Et c’est précisément là qu’une société doit conserver son sang-froid.
Dans une entreprise, lorsqu’un jeune salarié commet une erreur, le rôle d’une organisation responsable consiste d’abord à établir les circonstances : qui a décidé ? Quelles consignes ont été données ? Existait-il réellement une possibilité de refus ? Le message avait-il été clairement expliqué aux joueurs ?
Le football professionnel ne devrait pas échapper à ces questions.
Le Betis et Villarreal ont aussi une responsabilité
L’attention s’est concentrée presque exclusivement sur Ezzalzouli. C’est commode. Mais le tee-shirt n’a pas été imaginé par lui.

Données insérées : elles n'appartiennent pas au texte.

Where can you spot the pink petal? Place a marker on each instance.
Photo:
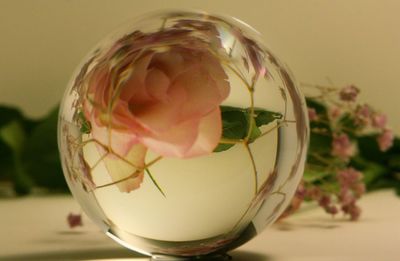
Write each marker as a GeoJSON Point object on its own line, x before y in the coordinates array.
{"type": "Point", "coordinates": [157, 84]}
{"type": "Point", "coordinates": [202, 92]}
{"type": "Point", "coordinates": [174, 142]}
{"type": "Point", "coordinates": [161, 116]}
{"type": "Point", "coordinates": [134, 89]}
{"type": "Point", "coordinates": [172, 63]}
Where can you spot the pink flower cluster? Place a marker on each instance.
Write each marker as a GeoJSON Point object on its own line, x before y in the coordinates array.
{"type": "Point", "coordinates": [349, 93]}
{"type": "Point", "coordinates": [351, 188]}
{"type": "Point", "coordinates": [342, 147]}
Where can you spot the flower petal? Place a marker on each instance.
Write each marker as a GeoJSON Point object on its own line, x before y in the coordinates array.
{"type": "Point", "coordinates": [174, 142]}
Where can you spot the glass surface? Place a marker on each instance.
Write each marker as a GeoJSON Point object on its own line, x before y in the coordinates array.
{"type": "Point", "coordinates": [181, 134]}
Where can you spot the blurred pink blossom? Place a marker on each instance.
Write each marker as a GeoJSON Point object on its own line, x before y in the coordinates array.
{"type": "Point", "coordinates": [74, 220]}
{"type": "Point", "coordinates": [347, 177]}
{"type": "Point", "coordinates": [349, 93]}
{"type": "Point", "coordinates": [379, 120]}
{"type": "Point", "coordinates": [363, 114]}
{"type": "Point", "coordinates": [312, 114]}
{"type": "Point", "coordinates": [335, 112]}
{"type": "Point", "coordinates": [385, 140]}
{"type": "Point", "coordinates": [342, 147]}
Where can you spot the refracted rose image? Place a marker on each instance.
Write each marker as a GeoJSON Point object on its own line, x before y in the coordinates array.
{"type": "Point", "coordinates": [163, 99]}
{"type": "Point", "coordinates": [188, 119]}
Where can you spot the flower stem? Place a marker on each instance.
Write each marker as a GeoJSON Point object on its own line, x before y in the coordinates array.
{"type": "Point", "coordinates": [155, 182]}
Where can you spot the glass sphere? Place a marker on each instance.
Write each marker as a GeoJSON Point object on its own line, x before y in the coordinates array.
{"type": "Point", "coordinates": [181, 134]}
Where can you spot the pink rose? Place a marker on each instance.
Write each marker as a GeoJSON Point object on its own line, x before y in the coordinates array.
{"type": "Point", "coordinates": [385, 140]}
{"type": "Point", "coordinates": [342, 147]}
{"type": "Point", "coordinates": [379, 120]}
{"type": "Point", "coordinates": [349, 93]}
{"type": "Point", "coordinates": [163, 99]}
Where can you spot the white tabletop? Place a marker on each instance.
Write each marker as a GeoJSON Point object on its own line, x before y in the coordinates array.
{"type": "Point", "coordinates": [35, 228]}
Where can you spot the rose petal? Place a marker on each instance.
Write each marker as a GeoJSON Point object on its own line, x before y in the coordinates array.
{"type": "Point", "coordinates": [171, 63]}
{"type": "Point", "coordinates": [174, 142]}
{"type": "Point", "coordinates": [201, 90]}
{"type": "Point", "coordinates": [157, 84]}
{"type": "Point", "coordinates": [162, 116]}
{"type": "Point", "coordinates": [134, 90]}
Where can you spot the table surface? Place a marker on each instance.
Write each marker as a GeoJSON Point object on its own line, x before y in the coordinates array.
{"type": "Point", "coordinates": [35, 228]}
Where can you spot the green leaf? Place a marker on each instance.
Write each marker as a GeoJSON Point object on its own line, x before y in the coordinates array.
{"type": "Point", "coordinates": [319, 107]}
{"type": "Point", "coordinates": [41, 158]}
{"type": "Point", "coordinates": [86, 128]}
{"type": "Point", "coordinates": [311, 175]}
{"type": "Point", "coordinates": [236, 121]}
{"type": "Point", "coordinates": [13, 136]}
{"type": "Point", "coordinates": [264, 117]}
{"type": "Point", "coordinates": [223, 147]}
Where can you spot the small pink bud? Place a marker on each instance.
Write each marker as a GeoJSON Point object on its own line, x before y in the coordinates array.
{"type": "Point", "coordinates": [385, 140]}
{"type": "Point", "coordinates": [74, 220]}
{"type": "Point", "coordinates": [312, 114]}
{"type": "Point", "coordinates": [349, 93]}
{"type": "Point", "coordinates": [379, 121]}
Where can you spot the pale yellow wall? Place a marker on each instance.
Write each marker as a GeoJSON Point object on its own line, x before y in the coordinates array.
{"type": "Point", "coordinates": [349, 41]}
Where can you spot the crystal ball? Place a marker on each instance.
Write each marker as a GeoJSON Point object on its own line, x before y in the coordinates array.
{"type": "Point", "coordinates": [182, 135]}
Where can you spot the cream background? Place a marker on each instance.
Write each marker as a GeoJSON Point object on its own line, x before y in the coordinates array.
{"type": "Point", "coordinates": [349, 41]}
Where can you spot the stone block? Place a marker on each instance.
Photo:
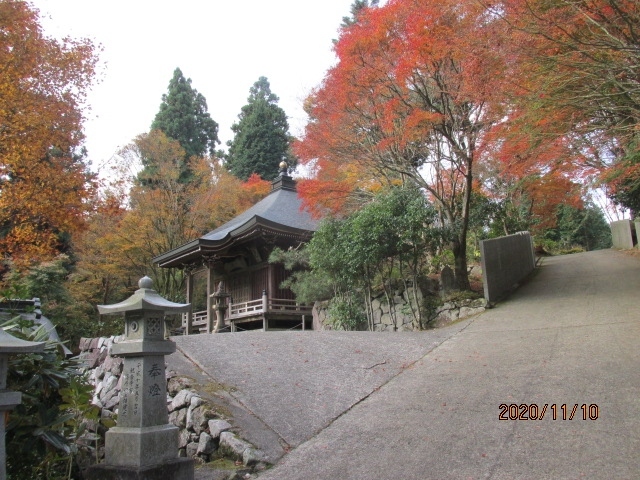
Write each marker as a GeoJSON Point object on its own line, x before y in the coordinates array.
{"type": "Point", "coordinates": [197, 418]}
{"type": "Point", "coordinates": [181, 400]}
{"type": "Point", "coordinates": [183, 439]}
{"type": "Point", "coordinates": [252, 457]}
{"type": "Point", "coordinates": [206, 445]}
{"type": "Point", "coordinates": [216, 427]}
{"type": "Point", "coordinates": [178, 469]}
{"type": "Point", "coordinates": [178, 418]}
{"type": "Point", "coordinates": [232, 445]}
{"type": "Point", "coordinates": [141, 447]}
{"type": "Point", "coordinates": [192, 449]}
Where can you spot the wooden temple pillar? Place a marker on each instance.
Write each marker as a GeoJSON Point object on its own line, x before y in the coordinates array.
{"type": "Point", "coordinates": [189, 314]}
{"type": "Point", "coordinates": [211, 288]}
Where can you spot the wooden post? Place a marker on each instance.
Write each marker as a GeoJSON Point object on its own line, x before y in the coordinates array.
{"type": "Point", "coordinates": [189, 314]}
{"type": "Point", "coordinates": [210, 290]}
{"type": "Point", "coordinates": [265, 309]}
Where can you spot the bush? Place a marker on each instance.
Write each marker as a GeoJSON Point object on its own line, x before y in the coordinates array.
{"type": "Point", "coordinates": [47, 431]}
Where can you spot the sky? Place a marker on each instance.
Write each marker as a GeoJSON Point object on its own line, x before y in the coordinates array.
{"type": "Point", "coordinates": [223, 46]}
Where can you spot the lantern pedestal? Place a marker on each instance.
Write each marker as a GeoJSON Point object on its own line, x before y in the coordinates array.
{"type": "Point", "coordinates": [9, 399]}
{"type": "Point", "coordinates": [143, 445]}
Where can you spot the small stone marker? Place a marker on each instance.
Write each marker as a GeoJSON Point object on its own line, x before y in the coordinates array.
{"type": "Point", "coordinates": [447, 280]}
{"type": "Point", "coordinates": [8, 399]}
{"type": "Point", "coordinates": [143, 445]}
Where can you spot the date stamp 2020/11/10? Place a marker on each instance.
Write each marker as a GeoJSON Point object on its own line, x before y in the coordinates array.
{"type": "Point", "coordinates": [533, 411]}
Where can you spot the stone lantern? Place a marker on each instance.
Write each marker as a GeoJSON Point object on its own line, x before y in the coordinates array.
{"type": "Point", "coordinates": [8, 399]}
{"type": "Point", "coordinates": [143, 445]}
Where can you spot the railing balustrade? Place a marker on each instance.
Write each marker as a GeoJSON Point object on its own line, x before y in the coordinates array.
{"type": "Point", "coordinates": [247, 309]}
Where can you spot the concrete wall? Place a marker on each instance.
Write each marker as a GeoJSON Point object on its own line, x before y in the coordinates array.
{"type": "Point", "coordinates": [622, 234]}
{"type": "Point", "coordinates": [505, 262]}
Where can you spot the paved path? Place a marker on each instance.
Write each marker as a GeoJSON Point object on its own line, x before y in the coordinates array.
{"type": "Point", "coordinates": [427, 405]}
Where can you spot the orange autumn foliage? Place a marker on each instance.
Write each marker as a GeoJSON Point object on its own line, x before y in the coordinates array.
{"type": "Point", "coordinates": [44, 183]}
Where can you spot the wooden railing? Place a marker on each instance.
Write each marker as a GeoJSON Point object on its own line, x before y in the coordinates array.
{"type": "Point", "coordinates": [246, 309]}
{"type": "Point", "coordinates": [198, 320]}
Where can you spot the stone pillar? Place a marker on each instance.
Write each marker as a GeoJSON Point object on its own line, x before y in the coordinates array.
{"type": "Point", "coordinates": [220, 297]}
{"type": "Point", "coordinates": [143, 445]}
{"type": "Point", "coordinates": [8, 399]}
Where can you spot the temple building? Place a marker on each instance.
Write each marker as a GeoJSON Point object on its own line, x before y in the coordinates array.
{"type": "Point", "coordinates": [232, 261]}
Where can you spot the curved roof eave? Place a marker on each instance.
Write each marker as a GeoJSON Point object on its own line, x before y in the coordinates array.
{"type": "Point", "coordinates": [280, 211]}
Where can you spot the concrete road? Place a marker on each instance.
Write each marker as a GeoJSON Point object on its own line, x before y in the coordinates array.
{"type": "Point", "coordinates": [567, 343]}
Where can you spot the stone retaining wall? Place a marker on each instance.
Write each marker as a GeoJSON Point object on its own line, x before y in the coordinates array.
{"type": "Point", "coordinates": [203, 433]}
{"type": "Point", "coordinates": [506, 261]}
{"type": "Point", "coordinates": [399, 315]}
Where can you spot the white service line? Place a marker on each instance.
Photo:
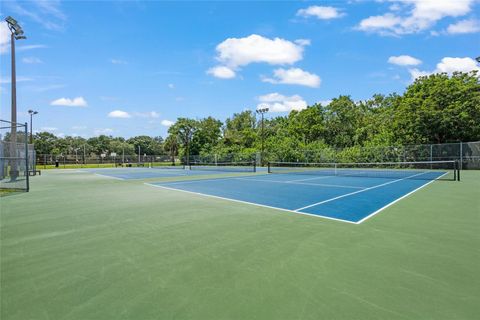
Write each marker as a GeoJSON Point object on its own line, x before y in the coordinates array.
{"type": "Point", "coordinates": [303, 183]}
{"type": "Point", "coordinates": [315, 178]}
{"type": "Point", "coordinates": [102, 175]}
{"type": "Point", "coordinates": [355, 192]}
{"type": "Point", "coordinates": [246, 202]}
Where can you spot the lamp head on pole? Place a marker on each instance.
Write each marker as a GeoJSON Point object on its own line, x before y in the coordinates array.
{"type": "Point", "coordinates": [262, 108]}
{"type": "Point", "coordinates": [15, 28]}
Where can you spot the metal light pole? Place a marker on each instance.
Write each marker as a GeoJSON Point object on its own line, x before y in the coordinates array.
{"type": "Point", "coordinates": [32, 113]}
{"type": "Point", "coordinates": [16, 34]}
{"type": "Point", "coordinates": [262, 110]}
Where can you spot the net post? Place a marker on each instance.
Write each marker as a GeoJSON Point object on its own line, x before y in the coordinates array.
{"type": "Point", "coordinates": [26, 158]}
{"type": "Point", "coordinates": [458, 171]}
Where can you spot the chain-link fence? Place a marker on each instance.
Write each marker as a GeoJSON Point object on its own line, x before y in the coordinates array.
{"type": "Point", "coordinates": [14, 157]}
{"type": "Point", "coordinates": [466, 153]}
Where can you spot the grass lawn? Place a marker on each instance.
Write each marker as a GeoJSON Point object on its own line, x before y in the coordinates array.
{"type": "Point", "coordinates": [81, 246]}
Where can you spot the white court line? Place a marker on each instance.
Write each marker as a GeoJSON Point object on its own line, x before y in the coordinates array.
{"type": "Point", "coordinates": [315, 178]}
{"type": "Point", "coordinates": [398, 199]}
{"type": "Point", "coordinates": [250, 203]}
{"type": "Point", "coordinates": [355, 192]}
{"type": "Point", "coordinates": [105, 176]}
{"type": "Point", "coordinates": [303, 183]}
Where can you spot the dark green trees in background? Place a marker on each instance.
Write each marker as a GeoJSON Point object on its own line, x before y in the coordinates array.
{"type": "Point", "coordinates": [434, 109]}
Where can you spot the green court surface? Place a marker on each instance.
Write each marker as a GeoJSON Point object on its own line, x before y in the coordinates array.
{"type": "Point", "coordinates": [82, 246]}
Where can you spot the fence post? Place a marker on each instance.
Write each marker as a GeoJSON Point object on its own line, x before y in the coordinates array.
{"type": "Point", "coordinates": [461, 156]}
{"type": "Point", "coordinates": [26, 158]}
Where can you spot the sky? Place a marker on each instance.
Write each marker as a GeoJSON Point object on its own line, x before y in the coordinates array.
{"type": "Point", "coordinates": [127, 68]}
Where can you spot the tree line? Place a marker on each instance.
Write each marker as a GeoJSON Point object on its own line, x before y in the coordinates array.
{"type": "Point", "coordinates": [434, 109]}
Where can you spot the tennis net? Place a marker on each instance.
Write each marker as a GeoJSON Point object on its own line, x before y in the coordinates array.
{"type": "Point", "coordinates": [429, 170]}
{"type": "Point", "coordinates": [246, 166]}
{"type": "Point", "coordinates": [167, 166]}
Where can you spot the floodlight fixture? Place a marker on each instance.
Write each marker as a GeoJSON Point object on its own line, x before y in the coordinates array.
{"type": "Point", "coordinates": [11, 21]}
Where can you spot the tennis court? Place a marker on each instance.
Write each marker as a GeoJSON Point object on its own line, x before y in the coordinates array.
{"type": "Point", "coordinates": [346, 193]}
{"type": "Point", "coordinates": [194, 169]}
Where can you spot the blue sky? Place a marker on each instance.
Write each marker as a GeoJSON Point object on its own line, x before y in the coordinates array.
{"type": "Point", "coordinates": [132, 67]}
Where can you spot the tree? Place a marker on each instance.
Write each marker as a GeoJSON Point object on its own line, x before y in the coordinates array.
{"type": "Point", "coordinates": [147, 145]}
{"type": "Point", "coordinates": [240, 130]}
{"type": "Point", "coordinates": [206, 136]}
{"type": "Point", "coordinates": [44, 142]}
{"type": "Point", "coordinates": [184, 129]}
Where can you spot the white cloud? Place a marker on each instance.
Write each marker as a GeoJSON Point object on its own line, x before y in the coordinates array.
{"type": "Point", "coordinates": [119, 114]}
{"type": "Point", "coordinates": [294, 76]}
{"type": "Point", "coordinates": [323, 13]}
{"type": "Point", "coordinates": [303, 42]}
{"type": "Point", "coordinates": [167, 123]}
{"type": "Point", "coordinates": [118, 61]}
{"type": "Point", "coordinates": [48, 129]}
{"type": "Point", "coordinates": [150, 114]}
{"type": "Point", "coordinates": [102, 131]}
{"type": "Point", "coordinates": [67, 102]}
{"type": "Point", "coordinates": [221, 72]}
{"type": "Point", "coordinates": [46, 13]}
{"type": "Point", "coordinates": [30, 47]}
{"type": "Point", "coordinates": [464, 26]}
{"type": "Point", "coordinates": [420, 15]}
{"type": "Point", "coordinates": [448, 65]}
{"type": "Point", "coordinates": [415, 73]}
{"type": "Point", "coordinates": [234, 53]}
{"type": "Point", "coordinates": [325, 102]}
{"type": "Point", "coordinates": [404, 60]}
{"type": "Point", "coordinates": [43, 88]}
{"type": "Point", "coordinates": [31, 60]}
{"type": "Point", "coordinates": [279, 103]}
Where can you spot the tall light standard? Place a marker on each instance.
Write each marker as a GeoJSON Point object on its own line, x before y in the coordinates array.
{"type": "Point", "coordinates": [16, 34]}
{"type": "Point", "coordinates": [262, 109]}
{"type": "Point", "coordinates": [32, 113]}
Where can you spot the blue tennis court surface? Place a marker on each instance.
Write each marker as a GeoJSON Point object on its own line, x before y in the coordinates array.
{"type": "Point", "coordinates": [348, 199]}
{"type": "Point", "coordinates": [148, 173]}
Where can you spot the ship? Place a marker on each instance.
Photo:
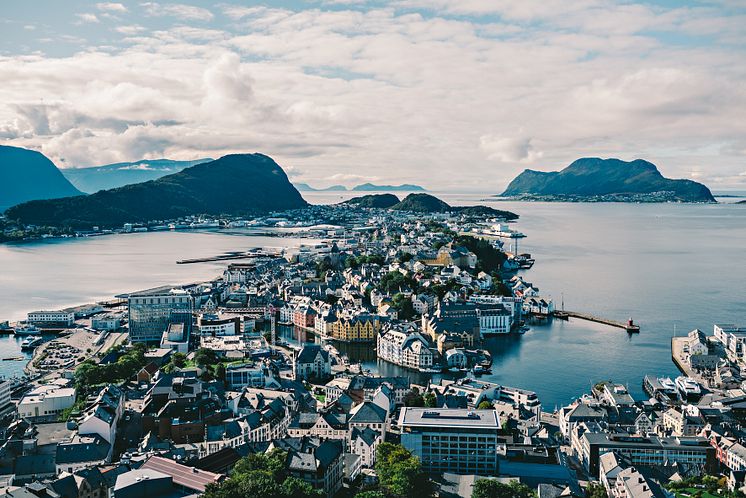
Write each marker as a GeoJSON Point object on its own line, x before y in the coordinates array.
{"type": "Point", "coordinates": [26, 330]}
{"type": "Point", "coordinates": [31, 342]}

Il s’agissait d’une opération collective. Le Villarreal CF a lui-même expliqué officiellement que les deux équipes souhaitaient témoigner leur solidarité avec Ceuta et ses habitants.
Voilà donc le vrai sujet.
Lorsqu’un club utilise ses joueurs comme supports d’un message public touchant à une question territorialement sensible pour l’un d’entre eux, il lui appartient aussi d’anticiper les conséquences. Les institutions sportives devraient protéger leurs salariés autant qu’elles protègent leur image.
Ezzalzouli pouvait probablement faire preuve de davantage de discernement. Ce rappel est légitime. Le transformer en bouc émissaire ne l’est pas.
Le Maroc a suffisamment confiance dans ses institutions, son histoire et ses convictions pour ne pas avoir besoin de mesurer le patriotisme d’un jeune homme à quelques secondes d’une cérémonie d’avant-match.
Exiger de ses internationaux de la vigilance, oui. Leur rappeler que le maillot national crée des responsabilités particulières, également. Mais la responsabilité appelle la proportion, le droit à l’explication et, lorsque les circonstances le justifient, le droit à l’erreur.
Dans cette affaire, c’est peut-être la leçon la plus utile : avant de condamner le joueur qui porte un tee-shirt, regardons aussi ceux qui l’ont imprimé, ceux qui ont organisé la séquence et les conditions dans lesquelles il lui a été demandé de le porter.